These measurements were performed independently by two calibrated operators (EC, BB) from all available skulls meeting the inclusion criteria. Measurements were recorded using sliding calipers (Dexter, Lille, France), with readings being taken to the nearest 0.01 mm, while a mandibulometer (Siber Hegner, Lyon, France) was used to measure the mandibular angle, the maximum ramus height and the corpus length. Not all measurements were recorded on every individual due to the incomplete or fragmentary condition of the remains. Nevertheless, most measurements could be recorded on all individuals. Measurements recorded on parts exhibiting taphonomic, traumatic, or pathologic changes were only included if they did not affect the measurement. The missing data rate for each parameter studied was recorded (ratio of the number of mandibles on which the parameter was measured to the total number of mandibles studied). Biological parameters (age, sex diagnosis) were also registered when the information was available.

Statistical methods

Analyses were performed using the open-source software R software version 4.0.3, R Core Team, Vienna, Austria), available at https://www.r-project.org.

Evaluator calibration.

To check evaluator reliability (intra-operator variability) and method reproducibility (inter-operator variability), a Bland–Altman agreement test was performed on quantitative data, and a weighted Cohen’s Kappa test was run on the presence of bony exostoses at the mandibular angle, as the test was carried out on two ordinal samples.

Sample analysis.

Mandibles from both series were pooled for statistical analysis.

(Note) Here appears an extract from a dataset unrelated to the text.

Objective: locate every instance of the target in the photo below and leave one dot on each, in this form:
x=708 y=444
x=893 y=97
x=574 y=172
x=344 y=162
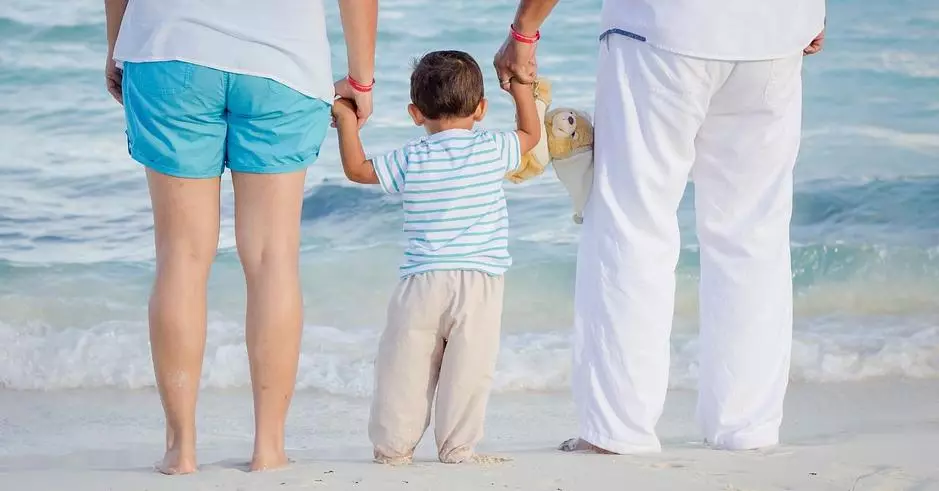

These were divided into two groups according to the number of exostoses at the mandibular angle:

Group 1: total number of exostoses at the two mandibular angles, 0 or 1.
Group 2: total number of exostoses at the two mandibular angles, greater than or equal to 2.

The F-test for the equality of two variances was used to verify normal distribution and the equality of variances between the two groups.

An analysis was carried out on the whole sample using Welch’s t-test to study the correlations between the presence of exostoses at the mandibular angle and the dimensional variation of the 15 mandibular parameters investigated.

Results

The statistical dataset is available as supplementary material (S2 Appendix).

Sample composition

Due to the significant deterioration (e.g. mandible fracture in more than two pieces, several fragments missing) of several mandibles since the archaeological excavations, measurements could be taken on only part of the sample pre-selected from excavation reports. Thus, measurements could be made on only 50 of the 102 adult subjects in the Petites Crottes series, selected initially on the basis of the excavation report. Measurements could be made on only 30 of the 43 adult subjects in the Ilôt St Jacques series selected initially on the basis of the excavation report (S1 and S2 Tables).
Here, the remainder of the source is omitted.